In 2011, when I walked from an office in Auckland, New Zealand, to commence a new life abroad, not knowing what it would entail, I carried with me little more than a point-and-shoot Sony camera. I was leaving everything I knew behind me, about to replace my suits and satchels for shorts, a teeshirt, and a backpack, to start life anew. It was a truly daunting experience, but I am convinced that had I not done it I would not be here today. I did what Reginald Perrin had done - a reference to someone that many today might not understand.
For years I traveled, through Australia, the Indo-Pacific, Asia, Europe, and America, all the time getting better, all the time becoming more healthy, and all the time upgrading my camera system. My little point-and-shoot that served me so well for so long found itself replaced with series of DSLRs and numerous lenses, filters and tripods. My camera equipment today weighs more than my entire worldly possesions back in 2011 - the 20kg I'd carted around in my backpack. I sometimes think about going back to certain places I've been to recapture some of the images I've taken using my new gear, but life has taught me that it doesn't pay to look back too much, or to revisit somewhere that you have already been, because I have never found revisiting somewhere truly special to be as rewarding the second time around.

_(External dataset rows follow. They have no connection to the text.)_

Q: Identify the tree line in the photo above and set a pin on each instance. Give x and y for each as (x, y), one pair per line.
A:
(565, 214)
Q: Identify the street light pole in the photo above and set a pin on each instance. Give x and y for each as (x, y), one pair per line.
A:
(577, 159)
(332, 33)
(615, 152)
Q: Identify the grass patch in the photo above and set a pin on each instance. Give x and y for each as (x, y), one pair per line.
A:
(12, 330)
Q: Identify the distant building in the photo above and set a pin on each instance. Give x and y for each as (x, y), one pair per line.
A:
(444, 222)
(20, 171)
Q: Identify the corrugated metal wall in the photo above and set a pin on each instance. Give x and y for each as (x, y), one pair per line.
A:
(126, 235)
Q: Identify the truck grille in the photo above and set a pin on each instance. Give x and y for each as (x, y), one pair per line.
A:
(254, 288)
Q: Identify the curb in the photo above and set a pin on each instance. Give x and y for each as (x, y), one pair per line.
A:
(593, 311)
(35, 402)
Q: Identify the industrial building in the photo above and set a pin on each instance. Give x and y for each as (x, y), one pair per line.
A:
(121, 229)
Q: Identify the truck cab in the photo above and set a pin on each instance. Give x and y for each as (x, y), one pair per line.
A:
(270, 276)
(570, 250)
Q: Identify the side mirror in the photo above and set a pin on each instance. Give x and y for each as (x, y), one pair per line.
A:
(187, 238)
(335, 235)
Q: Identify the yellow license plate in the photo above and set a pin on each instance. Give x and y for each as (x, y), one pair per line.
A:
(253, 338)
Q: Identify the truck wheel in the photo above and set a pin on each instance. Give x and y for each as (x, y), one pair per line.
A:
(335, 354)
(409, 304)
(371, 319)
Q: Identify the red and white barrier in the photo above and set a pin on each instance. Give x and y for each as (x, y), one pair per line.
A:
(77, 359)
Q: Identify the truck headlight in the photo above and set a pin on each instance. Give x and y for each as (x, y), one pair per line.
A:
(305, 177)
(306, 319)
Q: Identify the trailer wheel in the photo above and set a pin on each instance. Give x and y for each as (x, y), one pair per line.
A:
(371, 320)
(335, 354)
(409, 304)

Over time photography became a hobby, and as my techniques improved, so too did my knowledge of plants, fungii and animals - a life different from that in the oceans on which I'd formerly obsessed. Today, equiped with telephoto, macro and wide-angle lenses, a typical weekend will see me immersed in nature photographing birds, bugs, bats, snakes, lizards, frogs, mushrooms, trees and landscapes, a small selection of which are shown above.